Par Awa Traoré, Chargée de campagne océans à Greenpeace Afrique

Ces derniers temps, je m’aperçois que le débat sur la pollution plastique prend différentes tournures. Lorsque certains acteurs de la société civile s’efforcent de trouver des alternatives de  nettoyage, de recyclage, et de réutilisation du plastique, d’autres se penchent sur les alternatives traditionnelles telles que l’utilisation des sacs alternatifs en pagne tissé ou rafia, ou l’utilisation des calebasses, comme paniers de la ménagère qui, en son temps, constituaient le petit bijou de marché de nos grands mères et mères de l’époque.

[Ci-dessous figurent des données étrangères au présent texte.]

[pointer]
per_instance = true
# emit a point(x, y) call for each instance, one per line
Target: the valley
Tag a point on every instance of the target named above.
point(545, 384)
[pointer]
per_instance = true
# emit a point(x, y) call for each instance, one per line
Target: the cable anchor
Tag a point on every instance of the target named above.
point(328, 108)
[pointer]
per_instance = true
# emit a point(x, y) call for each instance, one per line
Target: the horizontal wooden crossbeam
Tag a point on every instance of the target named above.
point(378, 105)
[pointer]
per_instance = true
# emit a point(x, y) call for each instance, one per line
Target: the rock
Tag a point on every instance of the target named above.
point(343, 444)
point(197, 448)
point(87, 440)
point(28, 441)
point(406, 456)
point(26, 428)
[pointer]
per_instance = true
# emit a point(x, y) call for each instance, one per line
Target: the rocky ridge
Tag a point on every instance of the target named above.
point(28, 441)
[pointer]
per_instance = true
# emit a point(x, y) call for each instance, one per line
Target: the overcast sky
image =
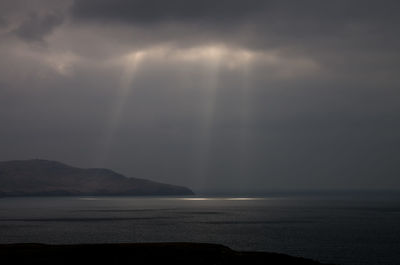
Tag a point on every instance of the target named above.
point(215, 95)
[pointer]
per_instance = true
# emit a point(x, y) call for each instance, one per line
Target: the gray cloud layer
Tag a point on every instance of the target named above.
point(230, 95)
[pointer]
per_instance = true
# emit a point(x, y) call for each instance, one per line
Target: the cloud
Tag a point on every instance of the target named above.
point(209, 94)
point(37, 26)
point(153, 11)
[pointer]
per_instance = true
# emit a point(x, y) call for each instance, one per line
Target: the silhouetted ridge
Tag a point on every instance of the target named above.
point(45, 177)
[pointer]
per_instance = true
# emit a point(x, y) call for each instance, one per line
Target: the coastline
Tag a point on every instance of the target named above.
point(140, 253)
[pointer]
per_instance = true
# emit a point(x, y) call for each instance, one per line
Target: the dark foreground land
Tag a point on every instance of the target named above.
point(139, 253)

Toutefois, aujourd’hui, il faut se rendre à l’évidence. Malgré toutes ces bonnes volontés, actions citoyennes et initiatives écoresponsables, force est de reconnaître que toutes ces énergies positives réunies ne parviendront pas à résoudre seules et de manière effective ce péril du plastique. Tant que les entreprises responsables de cette crise du plastique n’y mettront pas des leurs en arrêtant la production massive de cette substance toxique, la biodiversité, le paysage urbain, les océans, l’écosystème en général continuera d’être menacé et dégradé.

Actuellement, certaines entreprises de produits de grande consommation tentent de résoudre leur problème de plastique en faisant passer leurs emballages jetables du plastique au papier.

Ces entreprises considèrent le remplacement du plastique par le papier comme étant une alternative innovatrice et une action positive qui méritent de faire leurs éloges parce que le papier a longtemps été considéré comme un matériau écologiquement durable. Cependant, en réalité, ce changement est problématique.

Les forêts jouent un rôle unique en soutenant un vaste éventail de biodiversité, en éliminant et en stockant le carbone, en fournissant subsistance et moyens de subsistance aux peuples autochtones et en fournissant toute une gamme de services écologiques permettant de préserver la vie.

L’industrie de la pâte à papier et du papier est responsable d’impacts considérables sur l’environnement, notamment le changement climatique, du fait que l’exploitation forestière et les grandes plantations industrielles d’arbres entraînent la dégradation naturelle des forêts, émettant d’énormes quantités de CO2.

Dans la course pour limiter le réchauffement climatique à 1,5 degrés Celsius, réduire les émissions ne suffit pas. Nous devrons également éliminer d’énormes quantités de dioxyde de carbone de l’atmosphère. Les moyens les plus efficaces d’y parvenir sont de préserver nos forêts en évitant toutes formes de déforestation, restaurer les forêts dégradées et de reboiser de grandes parties des zones perdues dans le passé. Ceci est fondamentalement incompatible avec une augmentation de l’exploitation forestière et des plantations industrielles.

Bien que le papier soit recyclé depuis des siècles, les systèmes actuels de recyclage du papier ne parviennent pas à fournir suffisamment de fibres recyclées de qualité dans de nombreux pays, en partie à cause de la contamination du flux de recyclage, ce qui incite les municipalités à incinérer ou à mettre en décharge de grandes quantités de papier collectées pour le recyclage.

Les grandes entreprises de produits de grande consommation qui ont annoncé le passage aux emballages en papier ne semblent pas au courant de ces limitations; aucune d’entre elles ne s’est engagée à s’approvisionner exclusivement en fibres recyclées post-consommation, et beaucoup ignorent même la recyclabilité future de leurs emballages en papier.

C’est donc dire que le passage du plastique à d’autres formes d’emballage à usage unique ne résoudra pas la crise de la pollution plastique. Pour faire face à cette crise mondiale, des entreprises telles que Nestlé, PepsiCo, Procter & Gamble, Coca Cola, etc. doivent de toute urgence réduire le nombre d’unités de conditionnement jetables qu’elles vendent.

Compostables, biodégradables, recyclables… depuis des années, les entreprises affirment que ces solutions «innovantes» répondent à la pollution plastique à laquelle nous sommes confrontés. Mais elles ont tort. Ce qu’elles promettent sont des solutions fausses qui ne fonctionnent pas.

Elles doivent de toute urgence réduire la quantité d’emballages jetables qu’elles vendent et investir dans la réutilisation et le rechargeable/remplissage en éliminant les emballages inutiles et excessifs tels que les capsules de café par exemple.

Toute solution à la crise mondiale de la pollution plastique devrait contribuer à une “transition juste” vers une économie sans plastique.

Il est donc temps que ces entreprises qui déclarent s’engager dans la lutte contre la pollution plastique qu’elles ont elles-même contribué à créer cessent d’investir dans les «mauvaises» solutions.